Reporter: Mark Kelly l Photojournalist: Sally Delta Goin
Lynchburg, VA - For the second time in two weeks, a wood stove is to blame for a family being forced out of their home by fire.
It happened Tuesday morning in Lynchburg. The stove was bought just last month. Last week, another fire but same story - a family of four bought their wood stove just days earlier.
The man who lost his home Tuesday says he knew there was a crack in his stove. He'd usually keep on eye on it. Tuesday morning, he left his house for a minute and came back to see it burning.
Crews board up Leon Rose's home hours after the wood stove he loved so much turned on him.
"It put out good heat; it warms the whole house. Don't have to worry about it cutting off and cutting back on. Once you put that wood in there it's going to keep the house warm," said Rose.
Warm to the touch and light on the pocketbook. Wood Stove sellers say on average, four cords of wood at $150 can heat a home for a whole year. An electric bill can be several hundred dollars a month.
"Anytime you see an increase heating oil, propane start to go up, you see an increase in wood stoves, kerosene heaters and that's when our problems come," said Walter Bailey, Lynchburg Fire Department deputy chief.
Fire officials and Wood Stove sellers say it's not the stoves; it's how they're used and maintained. They say you need to have yours cleaned regularly.
"Once a year. Pretty easy," said John Heller, manager at the Hearth Pros and Aqua Pros store in Madison Heights.
Heller says it's important to keep the flu pipe clean, but what you put inside the wood stove matters too.

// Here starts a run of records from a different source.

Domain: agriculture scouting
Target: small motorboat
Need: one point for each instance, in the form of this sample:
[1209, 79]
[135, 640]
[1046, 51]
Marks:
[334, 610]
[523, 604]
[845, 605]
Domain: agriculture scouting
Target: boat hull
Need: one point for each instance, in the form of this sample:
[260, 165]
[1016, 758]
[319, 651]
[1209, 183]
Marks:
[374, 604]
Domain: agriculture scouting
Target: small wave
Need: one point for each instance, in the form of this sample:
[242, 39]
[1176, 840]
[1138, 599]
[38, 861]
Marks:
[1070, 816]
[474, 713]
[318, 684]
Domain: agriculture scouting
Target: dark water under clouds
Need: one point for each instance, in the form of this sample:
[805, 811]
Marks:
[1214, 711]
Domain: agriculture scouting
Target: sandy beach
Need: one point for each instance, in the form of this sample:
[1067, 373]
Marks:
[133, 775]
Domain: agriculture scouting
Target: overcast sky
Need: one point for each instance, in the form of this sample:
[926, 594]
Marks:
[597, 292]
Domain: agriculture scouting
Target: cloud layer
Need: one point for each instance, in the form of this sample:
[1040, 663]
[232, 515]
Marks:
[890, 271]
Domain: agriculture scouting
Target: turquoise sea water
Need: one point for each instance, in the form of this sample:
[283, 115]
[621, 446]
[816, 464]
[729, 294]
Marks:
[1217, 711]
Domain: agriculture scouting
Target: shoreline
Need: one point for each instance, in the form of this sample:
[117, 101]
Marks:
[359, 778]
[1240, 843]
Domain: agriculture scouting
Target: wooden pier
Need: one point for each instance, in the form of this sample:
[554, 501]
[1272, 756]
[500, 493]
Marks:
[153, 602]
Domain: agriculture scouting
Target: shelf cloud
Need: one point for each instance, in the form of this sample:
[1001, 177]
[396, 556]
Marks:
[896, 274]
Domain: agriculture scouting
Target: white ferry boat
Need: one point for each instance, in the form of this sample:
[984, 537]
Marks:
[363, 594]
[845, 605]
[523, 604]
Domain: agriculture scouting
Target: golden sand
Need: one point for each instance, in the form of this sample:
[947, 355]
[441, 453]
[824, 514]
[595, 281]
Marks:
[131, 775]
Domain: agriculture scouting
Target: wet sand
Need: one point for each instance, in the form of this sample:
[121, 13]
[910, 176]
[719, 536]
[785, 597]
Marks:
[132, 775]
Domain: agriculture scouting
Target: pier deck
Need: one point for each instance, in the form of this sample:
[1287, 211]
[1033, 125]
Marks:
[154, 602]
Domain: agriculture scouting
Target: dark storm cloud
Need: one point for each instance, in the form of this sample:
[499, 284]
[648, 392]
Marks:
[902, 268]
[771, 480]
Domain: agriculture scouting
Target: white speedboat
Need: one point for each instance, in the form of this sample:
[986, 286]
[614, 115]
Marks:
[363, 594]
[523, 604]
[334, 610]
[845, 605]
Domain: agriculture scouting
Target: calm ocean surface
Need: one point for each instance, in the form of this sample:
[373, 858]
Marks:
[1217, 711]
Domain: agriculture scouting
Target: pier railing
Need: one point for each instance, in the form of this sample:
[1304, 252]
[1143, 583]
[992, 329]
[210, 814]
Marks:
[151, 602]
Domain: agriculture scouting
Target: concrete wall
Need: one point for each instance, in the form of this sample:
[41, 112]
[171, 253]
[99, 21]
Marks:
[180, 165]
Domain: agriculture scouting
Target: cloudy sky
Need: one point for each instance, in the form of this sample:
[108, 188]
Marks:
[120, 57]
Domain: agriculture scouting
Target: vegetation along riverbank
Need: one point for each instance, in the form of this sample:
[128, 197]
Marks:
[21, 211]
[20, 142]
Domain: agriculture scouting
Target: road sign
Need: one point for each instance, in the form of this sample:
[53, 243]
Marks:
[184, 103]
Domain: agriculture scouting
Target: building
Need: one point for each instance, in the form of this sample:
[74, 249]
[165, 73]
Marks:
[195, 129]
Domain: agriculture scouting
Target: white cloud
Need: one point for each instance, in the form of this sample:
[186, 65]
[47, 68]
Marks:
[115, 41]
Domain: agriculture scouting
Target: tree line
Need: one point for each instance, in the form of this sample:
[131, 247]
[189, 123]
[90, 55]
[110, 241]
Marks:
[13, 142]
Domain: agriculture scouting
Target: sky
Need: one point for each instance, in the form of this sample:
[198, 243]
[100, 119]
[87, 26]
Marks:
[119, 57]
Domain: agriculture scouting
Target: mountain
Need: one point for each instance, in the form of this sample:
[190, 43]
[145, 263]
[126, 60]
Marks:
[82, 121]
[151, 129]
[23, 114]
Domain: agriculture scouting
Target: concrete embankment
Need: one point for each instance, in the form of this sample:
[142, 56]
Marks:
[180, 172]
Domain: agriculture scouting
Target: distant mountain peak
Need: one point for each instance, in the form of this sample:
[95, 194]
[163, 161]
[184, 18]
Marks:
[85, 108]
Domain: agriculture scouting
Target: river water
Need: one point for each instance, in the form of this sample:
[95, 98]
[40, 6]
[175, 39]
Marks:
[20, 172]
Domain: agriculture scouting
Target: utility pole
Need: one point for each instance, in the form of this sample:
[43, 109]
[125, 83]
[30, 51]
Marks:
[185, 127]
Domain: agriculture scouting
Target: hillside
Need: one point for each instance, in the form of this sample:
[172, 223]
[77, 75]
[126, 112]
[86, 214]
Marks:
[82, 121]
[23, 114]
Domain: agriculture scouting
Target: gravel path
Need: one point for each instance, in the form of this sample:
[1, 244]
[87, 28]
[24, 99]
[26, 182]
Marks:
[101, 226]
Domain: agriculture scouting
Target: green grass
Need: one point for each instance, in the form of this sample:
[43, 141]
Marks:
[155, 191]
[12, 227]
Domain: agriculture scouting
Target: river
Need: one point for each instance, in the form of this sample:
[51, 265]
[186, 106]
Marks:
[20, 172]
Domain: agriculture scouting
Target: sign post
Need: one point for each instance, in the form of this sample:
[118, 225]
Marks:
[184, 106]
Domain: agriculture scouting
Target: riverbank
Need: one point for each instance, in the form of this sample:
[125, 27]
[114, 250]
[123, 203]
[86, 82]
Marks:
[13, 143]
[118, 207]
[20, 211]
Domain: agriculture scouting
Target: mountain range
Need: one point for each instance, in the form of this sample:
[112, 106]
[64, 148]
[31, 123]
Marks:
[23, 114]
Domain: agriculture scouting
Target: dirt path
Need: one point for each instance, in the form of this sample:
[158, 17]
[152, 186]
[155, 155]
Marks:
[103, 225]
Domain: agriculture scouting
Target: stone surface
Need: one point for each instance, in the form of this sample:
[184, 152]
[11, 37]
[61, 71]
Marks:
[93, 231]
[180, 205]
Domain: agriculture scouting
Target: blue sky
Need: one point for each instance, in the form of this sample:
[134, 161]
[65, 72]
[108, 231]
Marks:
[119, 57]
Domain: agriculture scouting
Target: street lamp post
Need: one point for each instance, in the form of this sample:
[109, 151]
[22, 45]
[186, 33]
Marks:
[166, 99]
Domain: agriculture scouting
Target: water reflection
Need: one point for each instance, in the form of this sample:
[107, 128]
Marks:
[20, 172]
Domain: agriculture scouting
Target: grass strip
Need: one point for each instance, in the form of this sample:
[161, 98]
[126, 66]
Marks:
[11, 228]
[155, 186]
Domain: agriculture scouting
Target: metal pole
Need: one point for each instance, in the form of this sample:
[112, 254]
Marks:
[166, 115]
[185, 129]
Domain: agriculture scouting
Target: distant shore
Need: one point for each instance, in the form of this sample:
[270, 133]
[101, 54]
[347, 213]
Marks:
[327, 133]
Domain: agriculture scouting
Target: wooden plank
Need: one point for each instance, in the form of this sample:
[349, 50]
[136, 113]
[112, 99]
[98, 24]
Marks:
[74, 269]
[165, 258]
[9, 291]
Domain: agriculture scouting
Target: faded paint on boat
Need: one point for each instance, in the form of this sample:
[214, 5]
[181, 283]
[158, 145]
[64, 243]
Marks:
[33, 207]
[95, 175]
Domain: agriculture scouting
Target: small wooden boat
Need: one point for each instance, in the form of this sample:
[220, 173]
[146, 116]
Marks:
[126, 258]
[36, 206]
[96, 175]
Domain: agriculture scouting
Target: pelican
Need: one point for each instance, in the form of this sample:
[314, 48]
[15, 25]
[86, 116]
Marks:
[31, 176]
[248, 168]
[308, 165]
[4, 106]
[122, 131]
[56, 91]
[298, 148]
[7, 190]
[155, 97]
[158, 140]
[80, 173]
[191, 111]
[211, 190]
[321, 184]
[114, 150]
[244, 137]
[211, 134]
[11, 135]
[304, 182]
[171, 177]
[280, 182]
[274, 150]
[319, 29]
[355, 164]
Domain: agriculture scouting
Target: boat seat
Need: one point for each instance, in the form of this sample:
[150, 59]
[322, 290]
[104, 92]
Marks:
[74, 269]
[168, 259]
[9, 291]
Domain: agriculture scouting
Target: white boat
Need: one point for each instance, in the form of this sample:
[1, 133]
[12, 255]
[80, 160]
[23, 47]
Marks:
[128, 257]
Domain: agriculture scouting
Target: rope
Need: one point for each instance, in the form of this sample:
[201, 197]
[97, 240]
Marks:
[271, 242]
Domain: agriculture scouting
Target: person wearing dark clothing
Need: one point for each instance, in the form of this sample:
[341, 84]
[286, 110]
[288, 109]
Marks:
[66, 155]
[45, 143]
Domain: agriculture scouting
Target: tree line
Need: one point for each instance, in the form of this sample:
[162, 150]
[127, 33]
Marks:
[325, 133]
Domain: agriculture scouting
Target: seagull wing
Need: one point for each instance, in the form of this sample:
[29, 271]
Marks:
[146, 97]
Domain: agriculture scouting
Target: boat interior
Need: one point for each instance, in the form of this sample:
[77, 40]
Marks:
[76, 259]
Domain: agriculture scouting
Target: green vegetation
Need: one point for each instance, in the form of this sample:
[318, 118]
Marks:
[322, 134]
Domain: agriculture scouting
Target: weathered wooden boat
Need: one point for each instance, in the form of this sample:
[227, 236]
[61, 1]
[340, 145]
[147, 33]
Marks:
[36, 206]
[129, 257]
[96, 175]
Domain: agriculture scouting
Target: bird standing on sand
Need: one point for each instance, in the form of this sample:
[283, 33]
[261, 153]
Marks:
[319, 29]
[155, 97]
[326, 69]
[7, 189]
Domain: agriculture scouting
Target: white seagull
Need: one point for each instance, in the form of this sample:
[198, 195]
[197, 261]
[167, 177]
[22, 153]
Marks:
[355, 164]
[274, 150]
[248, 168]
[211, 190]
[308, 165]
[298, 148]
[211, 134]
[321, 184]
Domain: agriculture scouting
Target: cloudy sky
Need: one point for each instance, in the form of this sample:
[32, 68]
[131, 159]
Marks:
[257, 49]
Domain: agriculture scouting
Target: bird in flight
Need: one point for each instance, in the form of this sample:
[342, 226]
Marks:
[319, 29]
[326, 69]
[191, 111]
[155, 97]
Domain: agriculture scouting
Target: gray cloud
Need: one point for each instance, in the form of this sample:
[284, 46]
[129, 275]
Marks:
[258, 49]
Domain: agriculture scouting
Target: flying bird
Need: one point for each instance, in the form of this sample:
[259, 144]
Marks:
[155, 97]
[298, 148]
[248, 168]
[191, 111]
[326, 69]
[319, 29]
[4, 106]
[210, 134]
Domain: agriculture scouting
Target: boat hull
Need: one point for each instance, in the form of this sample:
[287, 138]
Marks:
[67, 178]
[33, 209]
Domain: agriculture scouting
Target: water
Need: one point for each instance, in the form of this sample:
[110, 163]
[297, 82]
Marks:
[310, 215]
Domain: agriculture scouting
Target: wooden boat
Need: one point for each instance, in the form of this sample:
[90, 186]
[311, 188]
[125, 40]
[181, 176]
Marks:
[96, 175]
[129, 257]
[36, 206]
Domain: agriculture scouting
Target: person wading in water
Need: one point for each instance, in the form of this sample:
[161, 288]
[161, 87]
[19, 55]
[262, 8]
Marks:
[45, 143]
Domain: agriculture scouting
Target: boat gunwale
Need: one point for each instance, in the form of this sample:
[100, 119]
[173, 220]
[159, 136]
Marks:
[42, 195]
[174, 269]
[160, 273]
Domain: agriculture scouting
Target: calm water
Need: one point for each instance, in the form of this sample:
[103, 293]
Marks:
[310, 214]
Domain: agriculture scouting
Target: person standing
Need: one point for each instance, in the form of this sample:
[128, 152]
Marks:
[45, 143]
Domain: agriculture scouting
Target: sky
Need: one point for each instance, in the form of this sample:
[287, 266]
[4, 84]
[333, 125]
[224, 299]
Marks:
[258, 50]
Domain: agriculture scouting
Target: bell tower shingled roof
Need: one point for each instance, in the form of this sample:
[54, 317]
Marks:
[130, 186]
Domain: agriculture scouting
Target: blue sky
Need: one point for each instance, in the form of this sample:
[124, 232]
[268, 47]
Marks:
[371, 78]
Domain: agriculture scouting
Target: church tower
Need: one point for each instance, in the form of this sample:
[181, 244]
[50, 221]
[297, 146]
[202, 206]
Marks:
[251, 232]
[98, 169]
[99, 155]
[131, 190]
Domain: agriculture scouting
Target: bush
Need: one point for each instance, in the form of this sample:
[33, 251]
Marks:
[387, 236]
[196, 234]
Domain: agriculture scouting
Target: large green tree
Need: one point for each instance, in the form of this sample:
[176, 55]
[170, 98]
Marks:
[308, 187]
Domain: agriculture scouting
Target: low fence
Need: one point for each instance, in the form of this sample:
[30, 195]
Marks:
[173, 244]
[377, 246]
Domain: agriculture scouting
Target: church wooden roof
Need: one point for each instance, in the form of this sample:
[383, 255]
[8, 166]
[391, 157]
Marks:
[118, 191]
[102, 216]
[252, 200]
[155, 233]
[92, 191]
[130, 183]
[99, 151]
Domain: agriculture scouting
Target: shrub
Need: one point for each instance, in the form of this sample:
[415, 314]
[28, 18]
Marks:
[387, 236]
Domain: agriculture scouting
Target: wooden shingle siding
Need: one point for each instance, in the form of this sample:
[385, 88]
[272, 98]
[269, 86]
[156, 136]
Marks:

"It's really, really important to use a seasoned hardwood," said Heller.
Hearth Pros manager John Heller says the wrong wood could lead to a Creosote buildup. And there lies the danger.
"On the warm days when they turn the heating device down, creosote tends to build up in the chimney," said Bailey.
Something many don't think of - even clothes building up around the wood stove is a no-no.
"A lot of times we see clothes. People trying to dry clothes instead of outside on the clothesline," said Bailey.
Fire officials say it's not worth saving a buck drying your clothes near a wood stove.
As for Leon Rose, he was the only one living in the home. He'll be in a hotel for the next couple nights until he can figure out his next move.